谁料夏冬春好像是有备而来一般,连忙不紧不慢的从衣袖中掏出了一个银瓜子递了侍卫手中,见四下无人才说道:"是,大哥,你就通融吧。此次奴婢前来是有要事相报的,奴婢是宫女所的,是嬷嬷身边的人,自然是要紧事。若太后娘娘真的不想见奴婢,只当轰出来就是了,绝不与你扯上关系。"
"真的?"
侍卫一下看着她,又点了点手中的银瓜子,这银瓜子别看着小,实则分量可一点儿不轻。
要是拿着银瓜子买好酒还能买好几个月的,要是拿来下酒楼那能吃上好些精美的饭菜,他咽了咽口水随即假装不耐烦的说道:"行吧,行吧,让你进去吧。只是你最好是当真寻太后娘娘有要紧的事,若非是假的轰出来,也与我没关系哈。"
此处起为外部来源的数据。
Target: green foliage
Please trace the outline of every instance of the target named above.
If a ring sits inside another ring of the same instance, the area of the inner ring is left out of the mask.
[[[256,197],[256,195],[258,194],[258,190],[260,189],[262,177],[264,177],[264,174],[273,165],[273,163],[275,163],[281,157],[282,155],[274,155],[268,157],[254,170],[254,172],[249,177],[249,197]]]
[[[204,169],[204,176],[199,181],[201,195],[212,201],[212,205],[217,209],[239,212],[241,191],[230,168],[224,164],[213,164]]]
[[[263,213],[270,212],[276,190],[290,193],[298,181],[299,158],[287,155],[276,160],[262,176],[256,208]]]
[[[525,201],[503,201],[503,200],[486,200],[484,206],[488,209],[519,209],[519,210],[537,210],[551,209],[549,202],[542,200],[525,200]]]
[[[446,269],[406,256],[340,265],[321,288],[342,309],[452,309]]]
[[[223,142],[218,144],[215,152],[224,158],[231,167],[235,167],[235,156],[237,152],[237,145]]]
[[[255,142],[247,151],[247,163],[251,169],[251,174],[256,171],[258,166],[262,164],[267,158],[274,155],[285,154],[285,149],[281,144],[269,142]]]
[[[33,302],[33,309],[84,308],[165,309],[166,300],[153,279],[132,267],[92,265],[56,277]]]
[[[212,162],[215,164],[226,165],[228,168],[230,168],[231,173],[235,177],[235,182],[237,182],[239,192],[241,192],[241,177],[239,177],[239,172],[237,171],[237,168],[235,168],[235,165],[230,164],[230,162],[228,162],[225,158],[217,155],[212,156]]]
夏冬春看着侍卫侧身,出了一条宽敞的道路,连忙喜笑颜开的作揖说道:"奴婢多谢侍卫大哥,奴婢做任何事情都与您无关。多谢大哥通融,随即她连忙跑进去。"
可是进去了到底还是得有嬷嬷的阻拦。
看着眼前的嬷嬷走来,夏冬春不禁的心里生起了点恨意,这宫的等级制度竟然如此森严,想见到太后娘娘,还需要过重重的难关。"
嬷嬷一看到有陌生的宫女竟然堂而皇之的进来,刚想生气的斥责,谁料夏冬春却先一步说道:"奴婢有事想求见太后娘娘,是有关岳妃娘娘的大事,还帮嬷嬷帮忙通传一声。"
夏冬春极聪明,她知道眼下若想阻止岳莺儿成为真正的妃嫔必须得赶在封妃大典之前。
若是真的封妃大典结束,那么一切事情都落定了。
而且她知道自己若是想真正的能打倒岳莺儿的人,那必须寻找到真正的连皇上都需要礼让三分的人,那必然就是如今的太后娘娘了。
想着想着,嬷嬷看着她楚楚可怜的神情,听她开口:"奴婢所言句句属实,还请嬷嬷通报一声。若当真是耽搁了,只怕当真会影响皇上。"
嬷嬷看了看夏冬春,看着她身上的衣服大底是宫女所出来的宫女,听闻如今皇上要纳的岳妃娘娘也是从宫女所出来的,因此她就信三分的话。
她又看着少女如此可怜的神情,看起来焦急无比,于是犹豫的摆了摆手说道:"你在这儿等着不要乱走,也不要贸然闯进来,我去向太后娘娘通报一声。"
孝节公主正在品着茶看着戏。然后便听到了说宫女所的宫女来报说是要禀告一些事情与岳妃娘娘有关的事,孝杰公主一听便来了兴趣,随机挑了挑眉,让戏班子的人停下演戏的动作,随即说道:"把她带进来,哀家倒要听听她到底要说些什么话。"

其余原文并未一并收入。